A poesia hoje parece carecer de um suporte teórico que, além de explicá-la, a qualifique. A afinidade pessoal com certa dicção não deve ser o único norteador na análise artística. Os acadêmicos e estudiosos não conseguiram ou não quiseram acompanhar a literatura contemporânea, deixando a especulação por conta de escritores, o que desaguou num imenso hiato, representado pela carência de uma autêntica teoria literária atual. Verdade que avanços ocorreram, hoje não se considera a análise artística objeto puramente científico, mas também metafísico.
Com que então lida o crítico de poesia? Que material é este que vem sendo produzido, que difere tanto das tentativas de renovação conceitual e formal perpetradas após o movimento modernista de 22, como o poema-piada, a poesia concreta, o poema-processo, a poesia práxis, os versos semióticos? Há de fato algo novo sendo produzido no cenário da poesia contemporânea que mereça consideração? São questões ainda sem resposta.
Ao poeta, num campo em que a transgressão é quase uma exigência imposta pelos cânones da cultura, interessa o estudo das tendências já consagradas. Mas como reconhecer um transgressor? Quando é que essa infringência não passa de mera especulação? Há na poesia de Júlio Polidoro sinais desses questionamentos. Reunindo sua produção poética de 1979 a 2003 em um único volume intitulado Outro sol, Polidoro constrói versos enxutos, burilados. Nota-se a evolução do poeta de Treze poemas essenciais, o primeiro livro que integra a antologia até A superfície do abismo, o último.

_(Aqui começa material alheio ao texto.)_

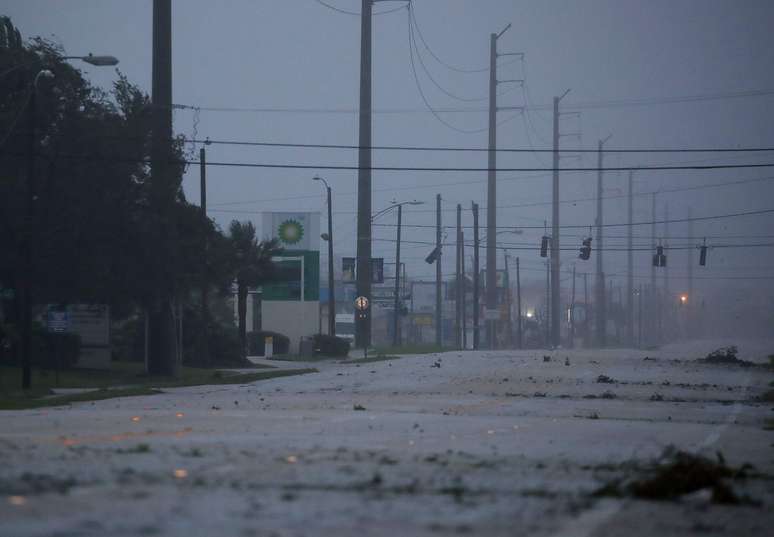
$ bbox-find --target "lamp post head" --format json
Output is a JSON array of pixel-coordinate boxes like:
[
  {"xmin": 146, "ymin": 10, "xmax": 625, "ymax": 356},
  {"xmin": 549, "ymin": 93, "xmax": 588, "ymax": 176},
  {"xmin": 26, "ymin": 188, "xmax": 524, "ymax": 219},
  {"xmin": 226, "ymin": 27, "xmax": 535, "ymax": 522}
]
[
  {"xmin": 321, "ymin": 233, "xmax": 330, "ymax": 241},
  {"xmin": 81, "ymin": 54, "xmax": 119, "ymax": 67}
]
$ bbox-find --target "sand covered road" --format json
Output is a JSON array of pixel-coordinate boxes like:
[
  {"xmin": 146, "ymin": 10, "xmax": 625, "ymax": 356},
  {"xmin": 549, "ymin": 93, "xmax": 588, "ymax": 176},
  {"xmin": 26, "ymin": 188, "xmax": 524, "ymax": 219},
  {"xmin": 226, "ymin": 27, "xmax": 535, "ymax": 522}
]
[{"xmin": 1, "ymin": 340, "xmax": 772, "ymax": 536}]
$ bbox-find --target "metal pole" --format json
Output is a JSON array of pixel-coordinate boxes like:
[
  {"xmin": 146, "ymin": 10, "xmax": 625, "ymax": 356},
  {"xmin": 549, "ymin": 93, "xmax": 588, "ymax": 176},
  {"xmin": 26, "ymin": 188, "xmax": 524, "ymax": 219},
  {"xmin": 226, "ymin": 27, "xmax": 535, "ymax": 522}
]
[
  {"xmin": 435, "ymin": 194, "xmax": 442, "ymax": 347},
  {"xmin": 570, "ymin": 264, "xmax": 576, "ymax": 348},
  {"xmin": 583, "ymin": 272, "xmax": 588, "ymax": 347},
  {"xmin": 687, "ymin": 206, "xmax": 693, "ymax": 338},
  {"xmin": 638, "ymin": 283, "xmax": 643, "ymax": 347},
  {"xmin": 505, "ymin": 252, "xmax": 513, "ymax": 348},
  {"xmin": 392, "ymin": 204, "xmax": 401, "ymax": 346},
  {"xmin": 486, "ymin": 33, "xmax": 498, "ymax": 350},
  {"xmin": 327, "ymin": 185, "xmax": 336, "ymax": 336},
  {"xmin": 627, "ymin": 170, "xmax": 634, "ymax": 346},
  {"xmin": 651, "ymin": 192, "xmax": 657, "ymax": 344},
  {"xmin": 545, "ymin": 259, "xmax": 551, "ymax": 348},
  {"xmin": 200, "ymin": 147, "xmax": 210, "ymax": 365},
  {"xmin": 461, "ymin": 231, "xmax": 467, "ymax": 349},
  {"xmin": 472, "ymin": 202, "xmax": 480, "ymax": 349},
  {"xmin": 456, "ymin": 203, "xmax": 462, "ymax": 349},
  {"xmin": 663, "ymin": 202, "xmax": 670, "ymax": 342},
  {"xmin": 595, "ymin": 138, "xmax": 607, "ymax": 347},
  {"xmin": 516, "ymin": 257, "xmax": 522, "ymax": 349},
  {"xmin": 551, "ymin": 95, "xmax": 561, "ymax": 348},
  {"xmin": 355, "ymin": 0, "xmax": 372, "ymax": 349}
]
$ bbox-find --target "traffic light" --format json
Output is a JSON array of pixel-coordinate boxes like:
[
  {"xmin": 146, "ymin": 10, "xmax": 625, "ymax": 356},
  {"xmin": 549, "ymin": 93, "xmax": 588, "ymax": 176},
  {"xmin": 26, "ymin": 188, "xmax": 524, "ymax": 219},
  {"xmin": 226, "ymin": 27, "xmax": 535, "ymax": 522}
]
[
  {"xmin": 540, "ymin": 236, "xmax": 549, "ymax": 257},
  {"xmin": 654, "ymin": 245, "xmax": 666, "ymax": 267},
  {"xmin": 578, "ymin": 237, "xmax": 592, "ymax": 260},
  {"xmin": 425, "ymin": 245, "xmax": 441, "ymax": 264},
  {"xmin": 699, "ymin": 245, "xmax": 707, "ymax": 266}
]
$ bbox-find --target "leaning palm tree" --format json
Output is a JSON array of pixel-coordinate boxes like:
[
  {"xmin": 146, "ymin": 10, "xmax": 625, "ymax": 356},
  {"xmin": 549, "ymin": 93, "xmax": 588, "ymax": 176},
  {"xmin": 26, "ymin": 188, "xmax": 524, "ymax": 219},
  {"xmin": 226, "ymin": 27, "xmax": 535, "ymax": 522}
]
[{"xmin": 228, "ymin": 221, "xmax": 282, "ymax": 357}]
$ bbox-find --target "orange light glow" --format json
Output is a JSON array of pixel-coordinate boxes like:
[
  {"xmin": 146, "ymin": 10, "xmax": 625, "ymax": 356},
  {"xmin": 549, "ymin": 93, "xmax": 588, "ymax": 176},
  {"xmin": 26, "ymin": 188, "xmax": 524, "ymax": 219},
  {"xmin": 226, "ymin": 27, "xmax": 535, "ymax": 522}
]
[
  {"xmin": 131, "ymin": 416, "xmax": 141, "ymax": 422},
  {"xmin": 173, "ymin": 469, "xmax": 188, "ymax": 479},
  {"xmin": 8, "ymin": 495, "xmax": 26, "ymax": 506}
]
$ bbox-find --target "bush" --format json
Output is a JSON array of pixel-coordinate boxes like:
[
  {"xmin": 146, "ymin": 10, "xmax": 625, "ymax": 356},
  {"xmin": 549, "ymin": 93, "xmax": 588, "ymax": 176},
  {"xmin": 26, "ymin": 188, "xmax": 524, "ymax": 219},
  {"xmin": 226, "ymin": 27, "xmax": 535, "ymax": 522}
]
[
  {"xmin": 247, "ymin": 331, "xmax": 290, "ymax": 356},
  {"xmin": 312, "ymin": 333, "xmax": 350, "ymax": 357},
  {"xmin": 30, "ymin": 325, "xmax": 81, "ymax": 369}
]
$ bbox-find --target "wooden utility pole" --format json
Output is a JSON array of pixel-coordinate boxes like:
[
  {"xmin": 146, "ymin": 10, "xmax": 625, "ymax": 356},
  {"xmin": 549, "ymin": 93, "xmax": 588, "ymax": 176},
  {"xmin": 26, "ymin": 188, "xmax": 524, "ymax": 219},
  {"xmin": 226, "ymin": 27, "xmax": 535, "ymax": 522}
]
[
  {"xmin": 595, "ymin": 136, "xmax": 611, "ymax": 347},
  {"xmin": 355, "ymin": 0, "xmax": 373, "ymax": 350},
  {"xmin": 200, "ymin": 147, "xmax": 210, "ymax": 366},
  {"xmin": 461, "ymin": 231, "xmax": 467, "ymax": 349}
]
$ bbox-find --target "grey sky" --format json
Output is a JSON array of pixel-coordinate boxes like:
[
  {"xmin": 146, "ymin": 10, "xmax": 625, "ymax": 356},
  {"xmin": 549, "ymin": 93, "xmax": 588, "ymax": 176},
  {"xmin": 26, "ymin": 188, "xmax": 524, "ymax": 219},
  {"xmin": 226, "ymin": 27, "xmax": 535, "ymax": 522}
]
[{"xmin": 5, "ymin": 0, "xmax": 774, "ymax": 300}]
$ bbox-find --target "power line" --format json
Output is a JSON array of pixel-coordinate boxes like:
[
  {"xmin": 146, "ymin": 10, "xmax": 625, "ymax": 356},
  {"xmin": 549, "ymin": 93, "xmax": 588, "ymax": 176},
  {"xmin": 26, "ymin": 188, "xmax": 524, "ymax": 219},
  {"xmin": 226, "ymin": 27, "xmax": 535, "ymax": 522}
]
[
  {"xmin": 172, "ymin": 137, "xmax": 774, "ymax": 154},
  {"xmin": 371, "ymin": 207, "xmax": 774, "ymax": 230},
  {"xmin": 167, "ymin": 87, "xmax": 774, "ymax": 116},
  {"xmin": 313, "ymin": 0, "xmax": 408, "ymax": 16},
  {"xmin": 409, "ymin": 4, "xmax": 488, "ymax": 74},
  {"xmin": 5, "ymin": 150, "xmax": 774, "ymax": 173}
]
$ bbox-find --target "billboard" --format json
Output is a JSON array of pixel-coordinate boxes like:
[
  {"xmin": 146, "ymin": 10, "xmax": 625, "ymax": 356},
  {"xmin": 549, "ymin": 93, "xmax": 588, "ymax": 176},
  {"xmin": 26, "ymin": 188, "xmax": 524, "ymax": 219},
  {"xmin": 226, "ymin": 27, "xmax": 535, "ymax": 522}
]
[{"xmin": 262, "ymin": 212, "xmax": 320, "ymax": 251}]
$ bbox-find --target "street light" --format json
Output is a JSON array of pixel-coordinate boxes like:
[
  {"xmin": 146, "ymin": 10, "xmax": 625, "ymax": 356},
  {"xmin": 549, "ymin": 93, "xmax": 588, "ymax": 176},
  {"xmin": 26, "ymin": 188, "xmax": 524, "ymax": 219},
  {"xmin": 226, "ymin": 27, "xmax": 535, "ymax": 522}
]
[
  {"xmin": 1, "ymin": 53, "xmax": 119, "ymax": 79},
  {"xmin": 313, "ymin": 176, "xmax": 335, "ymax": 337},
  {"xmin": 372, "ymin": 200, "xmax": 424, "ymax": 347},
  {"xmin": 19, "ymin": 54, "xmax": 118, "ymax": 390}
]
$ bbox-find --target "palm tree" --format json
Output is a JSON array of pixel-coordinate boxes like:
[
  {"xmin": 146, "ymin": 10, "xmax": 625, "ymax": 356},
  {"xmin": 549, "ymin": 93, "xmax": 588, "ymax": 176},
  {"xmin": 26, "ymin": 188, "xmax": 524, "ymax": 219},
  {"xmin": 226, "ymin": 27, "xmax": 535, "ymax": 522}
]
[{"xmin": 228, "ymin": 221, "xmax": 282, "ymax": 357}]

Há o homem em conflito com seu ambiente, com sua situação, como no poema Anoitece: “Sazonado/ — que verdura é o dia? —/ cão bêbado/ abotoa os cílios/ do crepúsculo”, a jornada do tempo, “posso ouvir o realejo/ de memória”, “o futuro é essa história/ que não terei/ a quem contar” e desde o início a pequenez do poeta, sua inutilidade frente às urgências da vida, como no poema O símbolo: “o arquiteto/ não contou esse momento/ em que me sinto inexpressivo/ sem forças para clamar/ contra o vazio”. Que força tem a poesia em um mundo tão carente de sensibilidade, mais afeito ao mercado que ao lirismo ou ao pensamento?
É um grito pertinente e inquiridor que ecoa da poesia de Polidoro, como se constata nesses versos pungentes: “persigo da fala a plena expressão/ da sala nunca aberta o corredor/ que nos conduza ao Verbo sem autor/ e que traduza as coisas do porão”, um afronte à Palavra que tudo originou, a busca pela construção definitiva, sem ao menos saber se ela é possível.
Júlio Polidoro não se esquece do ritmo, tentando domar o verbo tanto quanto possível, como lembra Carlos Nejar, na orelha do livro, “domina todos os ritmos com a qualidade silenciosa de se deixar também guiar por eles”. É o escritor autêntico, o que conduz os versos, mas também é conduzido. O que retrata e é retratado.
Antes de tudo, Polidoro é um poeta completo, que sabe passear por diversos estilos e que encontrou sua própria voz, um ser humano que compreende a urgência da palavra. E também da vida.